Loose or Strict Interpretation?

For my write-up today of The Cambridge History of Judaism, Volume Three: The Early Roman Period, I will discuss an item on pages 195-197, which is in Morton Smith's "The Gentiles in Judaism 125 BCE-CE 66".

Deuteronomy 20:10-17 commands the Israelites to kill the inhabitants of Canaan. According to I Maccabees and Josephus, the Maccabees exterminated some populations in Palestine, drove out others, and permitted some to remain (such as the Idumeans and the Irutraeans) if they adopted Jewish practices. Regarding Deuteronomy 20:10-17, Smith states that the "Hasmoneans could interpret the Law to suit themselves and slaves were worth more than corpses, so enslavement, even of the resistant and of people from the territory biblically assigned to Israel, is indicated not only by Josephus' reports, but also by the fact that the Romans were later able to restore many of the gentile towns to (the descendants of) their former inhabitants..." So, according to Smith, the Hasmoneans interpreted the command to slaughter the inhabitants of Canaan in a manner to suit themselves, for the Hasmoneans preferred to take the Gentile inhabitants as slaves, not to kill them.

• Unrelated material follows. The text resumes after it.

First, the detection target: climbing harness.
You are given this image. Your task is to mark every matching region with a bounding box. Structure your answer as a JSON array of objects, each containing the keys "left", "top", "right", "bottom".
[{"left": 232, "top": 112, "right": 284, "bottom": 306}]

Smith does not offer details about what the Hasmoneans' interpretation of Deuteronomy 20:10-17 was, but perhaps it viewed the passage solely in reference to Canaanite people-groups, not the Gentiles who inhabited Palestine in the time of the Maccabees. Shaye Cohen referred to rabbinic exegesis that said that the ban on intermarriage between Israelites and Canaanites pertained only to Israelites and Canaanites, not to Israelites marrying Gentiles in general.

The Hasmoneans also used Gentiles as mercenaries, even to put down Jewish opponents. Smith states: "Josephus' report that Hyrcanus introduced mercenaries follows almost immediately his report of the refusal to accept a Seleucid garrison in Jerusalem 'because (the Jews' principle of) keeping themselves apart did not permit them to associate with aliens', Ant. XIII.247, cf. 249. Mercenaries hired by rulers of small states were commonly stationed in the capital, and Hyrcanus' subsequent success in putting down his Jewish opponents suggests that his mercenaries were at hand in Jerusalem. However, as High Priest, he could interpret the law to suit the occasion. The need often to do so may have decided him to leave the tradition-bound Pharisees and go over to the Sadducees who reportedly held that nothing was binding save the letter of the text."

Smith does not detail what law was being violated, but he may be deducing a law against Jewish association with aliens from Josephus' statement that the Jews could not do so (and I'm sure that there's more to the issue of Jewish interaction with Gentiles than this). And yet, Gentiles were allowed to be in Jerusalem to serve as mercenaries. According to Smith, the Hasmonean High Priest went over to the Sadducees because interpreting the law primarily in reference to the text allowed for a degree of freedom. It's like the view of some rabbis that intermarriage was only prohibited between Israelites and Canaanites: if you stick solely with the text, then only what the text explicitly prohibits is what is banned. In that case, one can nitpick the text such that he can create more freedom for himself.